Welcome to WebmasterWorld Guest from 23.22.140.143

Forum Moderators: open

Message Too Old, No Replies

Feb Crawl Has Started

The 216's have started

     
1:36 am on Feb 6, 2003 (gmt 0)

Preferred Member

10+ Year Member

joined:Dec 30, 2002
posts:436
votes: 0


While discussion has started in some other misc threads, the February crawl is underway. Here is an organized place to discuss it more.

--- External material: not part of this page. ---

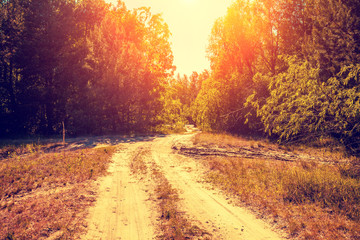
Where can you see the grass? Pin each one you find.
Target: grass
(46, 194)
(308, 200)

I have one site with googlebot requests from 216.239.46.*

-Pete

1:43 am on Feb 6, 2003 (gmt 0)

Senior Member

WebmasterWorld Senior Member jdmorgan is a WebmasterWorld Top Contributor of All Time 10+ Year Member

joined:Mar 31, 2002
posts:25430
votes: 0


Yes,

Deepcrawler from 216.239.46.* on two of my sites here, too. For reference, both are currently PR5.

Jim

1:45 am on Feb 6, 2003 (gmt 0)

Senior Member

WebmasterWorld Senior Member 10+ Year Member

joined:Oct 4, 2002
posts:666
votes: 0


Yeah, Ive just seen the little blighter! Grabbed robots.txt and a few pages from my root directory.
2:10 am on Feb 6, 2003 (gmt 0)

Preferred Member

10+ Year Member

joined:Sept 24, 2002
posts:485
votes: 5


Good! I was getting worried that I might be missed. Normally, the deep crawl on my site begins right on the first of the month.

Hopefully I'll see the bugger in my logs tomorrow.

2:34 am on Feb 6, 2003 (gmt 0)

Senior Member

WebmasterWorld Senior Member 10+ Year Member

joined:Feb 5, 2003
posts:807
votes: 0


Does it start out slow? So far I've only seen one listing in one of my logs (two year old site), out of 10 domains (nine two month old sites). How long does the deep crawl last?
3:48 am on Feb 6, 2003 (gmt 0)

Junior Member

10+ Year Member

joined:Dec 29, 2002
posts:130
votes: 0


Could it be a proxy? Just got hit with 216* and 64*.
3:53 am on Feb 6, 2003 (gmt 0)

Senior Member

WebmasterWorld Senior Member 10+ Year Member

joined:Dec 16, 2002
posts:2010
votes: 0


crawl4.googlebot.com (216.239.46.104) is on one of my sites right now

interesting thing is that the site was down for 30 minutes just before the bot showed up... hope that doesn't hurt anything...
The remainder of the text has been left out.